What you're describing here are pedantic objections, though, of which there will always be some to any question that isn't qualified to absurdity.

No, you just have to ask it in an appropriate way. There are professional survey writers who will take the questions you want to ask and then write them in a way that is very hard to misinterpret, not qualified to absurdity and not suggestive of an approved response.

For your example, the rest mass of an electron is smaller than the mass of any atom, so the wavefunction of any electron will be smaller than that of any atom at the same velocity (de Broglie wavelength) and in the same environment

Ok, lets try doing the calculation. The de Broglie wavelength is lambda=h/p where lambda is the wavelength and p is the momentum which is 'mv' for non-relativistc quantum. So for an atom with the same velocity as the electron the atom's momentum will be larger which means the wavelength of the atom will be SMALLER than the electron i.e. the free electron is bigger than the atom it would form.

However your argument is actually flawed because in the same environment thermodynamics requires the free electron to have the same kinetic energy as the atom. If you are capable of doing the calculation you'll find this means that the wavelength goes as 1/sqrt(mass) so even then the electron wavelength is larger than that of the atom.

So the correct, scientific conclusion is that a free electron is bigger than an atom if both are in thermodynamic equilibrium. Thinking of the electron as smaller than an atom means that you do not understand the implications of quantum mechanics or are letting your gut instincts override your rational reasoning. Quantum mechanics is often counter-intuitive and your instincts will often be wrong.

Or simply, since an electron is a component of an atom, any constituent electron will be smaller than the atom it inhabits.

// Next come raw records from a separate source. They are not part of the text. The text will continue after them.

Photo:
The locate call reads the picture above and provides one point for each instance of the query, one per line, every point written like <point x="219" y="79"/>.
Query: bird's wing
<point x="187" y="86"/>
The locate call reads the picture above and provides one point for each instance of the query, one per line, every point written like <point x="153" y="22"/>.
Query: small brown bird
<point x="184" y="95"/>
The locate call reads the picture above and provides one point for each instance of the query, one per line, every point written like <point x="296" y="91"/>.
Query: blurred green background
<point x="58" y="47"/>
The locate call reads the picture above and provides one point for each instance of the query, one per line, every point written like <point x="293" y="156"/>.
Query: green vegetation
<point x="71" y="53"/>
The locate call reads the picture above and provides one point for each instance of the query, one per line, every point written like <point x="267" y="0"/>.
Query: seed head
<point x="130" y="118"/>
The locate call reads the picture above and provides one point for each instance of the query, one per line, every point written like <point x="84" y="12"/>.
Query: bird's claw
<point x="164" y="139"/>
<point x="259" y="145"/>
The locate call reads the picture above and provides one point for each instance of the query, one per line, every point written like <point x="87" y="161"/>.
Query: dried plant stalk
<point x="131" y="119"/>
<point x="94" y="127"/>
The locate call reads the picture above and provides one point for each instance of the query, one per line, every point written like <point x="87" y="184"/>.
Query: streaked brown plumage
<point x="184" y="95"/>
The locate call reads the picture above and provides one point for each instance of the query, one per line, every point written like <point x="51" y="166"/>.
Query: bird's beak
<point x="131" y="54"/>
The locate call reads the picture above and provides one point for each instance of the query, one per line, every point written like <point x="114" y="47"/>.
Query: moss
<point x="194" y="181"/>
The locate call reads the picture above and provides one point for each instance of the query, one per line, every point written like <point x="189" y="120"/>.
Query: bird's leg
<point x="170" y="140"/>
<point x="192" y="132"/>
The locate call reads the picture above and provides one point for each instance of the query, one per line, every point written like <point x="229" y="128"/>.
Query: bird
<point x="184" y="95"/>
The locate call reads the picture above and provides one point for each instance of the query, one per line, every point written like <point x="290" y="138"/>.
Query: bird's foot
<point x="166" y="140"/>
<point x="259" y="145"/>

You are thinking of Newtonian physics. What you say is just not true for quantum mechanics. The electrostatic potential well of the nucleus traps the electron wave and effectively compresses it over what a free electron would have in the same environment. To be more technical the addition of a potential term in the Schrodinger equation means that you end up with 3D spherical harmonic standing waves (at least for hydrogen) which have a shorter wavelength in the ground state than the free electron wave under the same thermal conditions. Still not convinced? The go read "Introduction to Quantum Mechanics" by David Griffiths which will go through the details provided you have enough maths to be able to cope with simple partial differential equations (since you have to solve the Schrodinger equation in spherical polar coordinates).